I recently moved to New York City and here, like other “world” cities, the development pressures are so extreme that city governments can’t seem to resist the tax base benefits of up-zoning, either for high-end residential or the most highly priced commercial uses. “We need Class A office space to compete with Singapore…” goes the developer’s lament. When is enough, enough? When we crowd out other forms of housing that can accommodate varying incomes and lifestyles, artists, and workers, we start to encroach upon the “adjacent possible” that fuels the vitality of the city to which we are attracted. Similarly, if the only businesses and enterprises we house are ones that can afford Class A, we’re not incubating the new, the marginal, the emergent that need the affordability – and thrive on the cobbling process of invention that most often accompanies occupying less expensive space.
Jacobs makes two very practical suggestions to stem the self-destruction. First, allow for diversity zoning. Rather than feeling compelled to make an area conform to a one-size-fits-all uniformity, adopt a more flexible approach that encourages variation. This is tricky because I would be fearful of giving the bureaucracy too much control over the fine grain of a neighborhood. And historically zoning has been a tool for segregrating uses and excluding activities, rather than integrating and including them. But can zoning be used to encourage the evolution of diversity, so we would stop seeing one condo tower in an area lead to twenty?
We no longer tolerate any other kind of use to be repeated as flagrantly as we do condos: long lines of big box stores have swung out of favour. Why then are cities — the two I have most recently lived in: Toronto and New York — seemingly only interested in high-end condo development? Is this about tax base? Or city planner laziness? We need zoning that encourages all sorts of housing types: large multi-bedoom rentals for families, small studio spaces for hipsters, grant flats for in-laws, back-lane developments for aging-not-so-hip-but–not-yet-to-be grannies like me. And we need zoning to not crowd out serendipitous uses that we haven’t even thought of yet, that people will want to use space for next.
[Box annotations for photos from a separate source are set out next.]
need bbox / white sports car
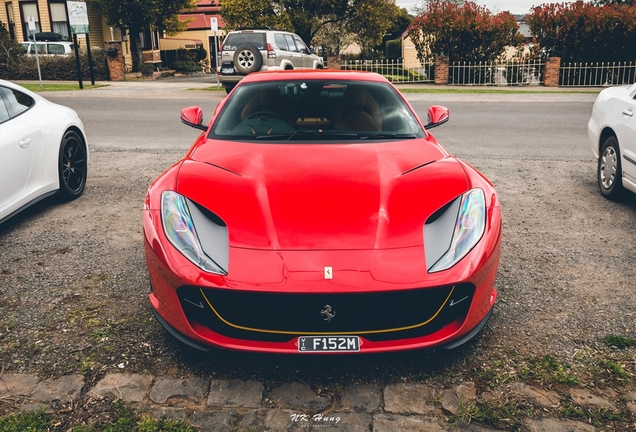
[587,84,636,199]
[0,80,88,223]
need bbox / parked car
[219,29,323,93]
[588,84,636,199]
[20,41,73,55]
[0,80,88,223]
[143,71,502,354]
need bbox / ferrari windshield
[209,80,425,141]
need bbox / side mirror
[424,105,450,129]
[181,107,208,130]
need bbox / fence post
[435,55,448,85]
[543,57,561,87]
[104,41,126,81]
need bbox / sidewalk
[26,75,603,99]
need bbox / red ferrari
[143,71,502,354]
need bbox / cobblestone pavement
[0,373,636,432]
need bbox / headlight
[424,189,486,273]
[161,191,227,276]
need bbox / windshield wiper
[254,129,358,141]
[359,133,417,139]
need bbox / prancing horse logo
[320,305,336,322]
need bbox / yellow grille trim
[199,285,455,336]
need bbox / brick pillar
[435,55,448,85]
[327,56,340,70]
[104,41,126,81]
[543,57,561,87]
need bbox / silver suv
[219,28,323,93]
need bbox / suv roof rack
[236,26,273,31]
[29,32,63,42]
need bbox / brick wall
[543,57,561,87]
[104,41,126,81]
[435,55,448,85]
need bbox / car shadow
[0,195,62,237]
[159,329,487,388]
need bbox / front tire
[57,130,88,201]
[597,136,624,200]
[234,45,263,75]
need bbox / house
[0,0,140,68]
[0,0,225,70]
[159,0,225,68]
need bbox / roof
[241,69,389,83]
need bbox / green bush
[161,48,208,72]
[0,48,109,81]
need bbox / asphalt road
[47,92,595,163]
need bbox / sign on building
[66,1,91,34]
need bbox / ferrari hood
[177,139,468,250]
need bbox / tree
[408,0,523,63]
[221,0,397,49]
[88,0,196,70]
[526,1,636,62]
[0,21,23,78]
[592,0,634,6]
[312,21,356,56]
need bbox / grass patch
[601,359,630,379]
[0,411,54,432]
[603,334,636,349]
[398,85,602,94]
[455,401,533,430]
[17,82,108,93]
[70,402,197,432]
[517,355,579,386]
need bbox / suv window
[223,33,267,51]
[285,35,298,52]
[0,87,35,117]
[274,33,289,51]
[294,35,309,54]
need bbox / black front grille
[178,284,474,341]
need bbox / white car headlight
[161,191,227,275]
[424,189,486,273]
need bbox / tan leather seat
[241,88,297,126]
[333,87,382,132]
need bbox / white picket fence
[341,59,636,87]
[448,60,545,86]
[340,59,435,84]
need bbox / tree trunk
[128,27,144,71]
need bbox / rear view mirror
[424,105,450,129]
[181,107,208,130]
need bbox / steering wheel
[245,111,283,121]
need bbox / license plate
[298,336,360,352]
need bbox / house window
[20,3,42,40]
[49,3,70,40]
[5,2,15,39]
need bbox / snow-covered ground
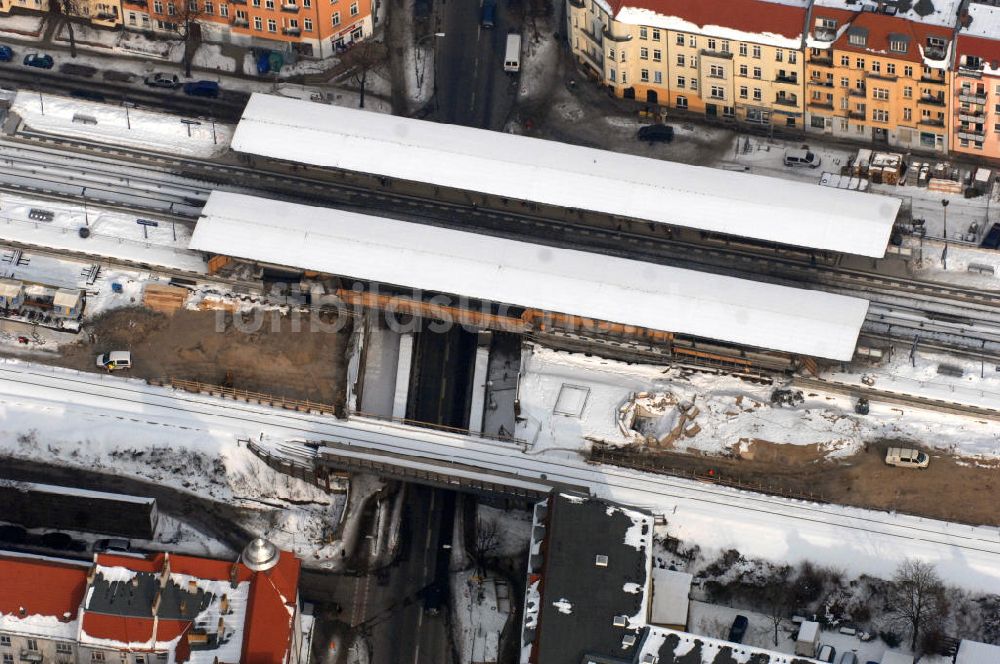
[11,92,234,157]
[0,193,206,274]
[515,345,1000,458]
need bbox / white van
[503,34,521,72]
[885,447,931,468]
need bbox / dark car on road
[144,71,181,90]
[184,81,219,97]
[638,125,674,143]
[24,53,55,69]
[726,616,750,643]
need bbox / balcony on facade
[580,28,603,46]
[603,28,632,42]
[701,48,733,60]
[958,92,986,105]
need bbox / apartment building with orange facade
[567,0,808,128]
[122,0,374,58]
[951,4,1000,159]
[806,0,962,153]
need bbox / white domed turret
[240,537,281,572]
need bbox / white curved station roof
[190,191,868,360]
[232,93,900,258]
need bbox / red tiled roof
[242,551,301,664]
[0,558,87,622]
[611,0,806,39]
[825,9,952,63]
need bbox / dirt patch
[24,307,350,406]
[600,441,1000,526]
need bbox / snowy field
[0,193,206,274]
[11,92,234,157]
[515,346,1000,458]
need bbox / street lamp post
[413,32,445,88]
[941,198,948,270]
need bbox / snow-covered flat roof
[191,191,868,360]
[232,93,900,257]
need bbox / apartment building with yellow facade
[806,0,962,153]
[951,4,1000,159]
[567,0,808,129]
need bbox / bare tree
[471,519,500,574]
[341,39,389,108]
[173,0,202,78]
[888,558,948,650]
[49,0,80,58]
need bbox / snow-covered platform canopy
[232,93,900,258]
[190,191,868,360]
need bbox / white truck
[503,34,521,73]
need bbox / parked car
[637,125,674,143]
[816,644,837,664]
[24,53,55,69]
[184,81,219,97]
[726,616,750,643]
[97,350,132,371]
[90,537,132,553]
[785,150,822,168]
[143,71,181,90]
[885,447,931,468]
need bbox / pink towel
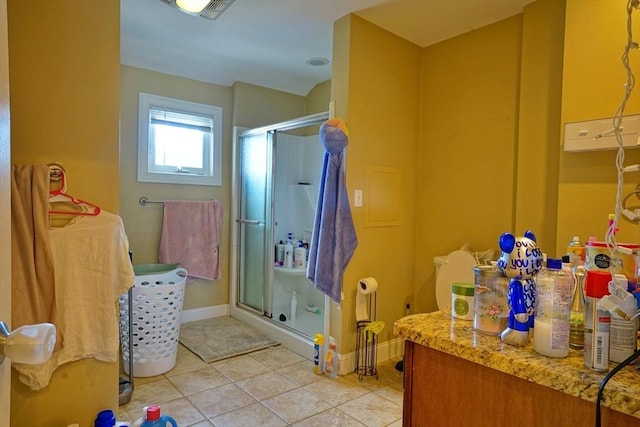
[159,200,224,281]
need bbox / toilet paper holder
[354,284,384,380]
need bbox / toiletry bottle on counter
[569,265,586,350]
[584,270,611,372]
[567,236,585,267]
[609,274,638,363]
[284,233,293,268]
[533,258,573,357]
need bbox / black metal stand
[354,293,378,381]
[118,286,133,406]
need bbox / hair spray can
[584,271,611,372]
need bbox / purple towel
[307,119,358,304]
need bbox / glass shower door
[236,132,274,317]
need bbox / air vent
[200,0,235,20]
[159,0,235,21]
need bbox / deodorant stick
[584,271,611,372]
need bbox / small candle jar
[451,283,474,320]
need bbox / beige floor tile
[235,371,298,400]
[276,360,324,386]
[165,345,207,377]
[338,393,402,427]
[304,378,369,406]
[154,397,206,426]
[262,388,330,423]
[212,402,287,427]
[121,378,182,420]
[168,365,229,396]
[211,356,271,381]
[185,421,215,427]
[188,384,256,419]
[251,346,305,369]
[294,408,364,427]
[373,387,404,406]
[117,324,403,427]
I am obviously no expert on the foibles of Euclidean zoning, but I know we have readers who are, and I look forward to your contribution to this discussion.
In Toronto another sinister part of excessive duplication, in our present day that means condo development, is a provision to which the developer must comply: it must set aside monies to finance a community amenity (like a park). These monies are often allocated at the discretion of the local City Councillor. The New York City version of this is the creation of places called Privately Owned Public Spaces. (Zuccotti Park, home of the Occupy Wall Street movement, is perhaps now our most famous example). These methods are ways to create resources for public amenities without having to resort to taxation. The other lever Jacobs suggests to protect local diversity is the “staunchness of public buildings.” In my neighborhood’s case that would be the library and the community centre – both of which are threatened because of imminent municipal cost-cutting.
If we are serious about recognizing the benefits of diversity at every scale, city residents and their leadership need to stop ducking the need for greater tax revenues collected the old-fashioned way, so that we can support existing public buildings and spaces and the services they provide.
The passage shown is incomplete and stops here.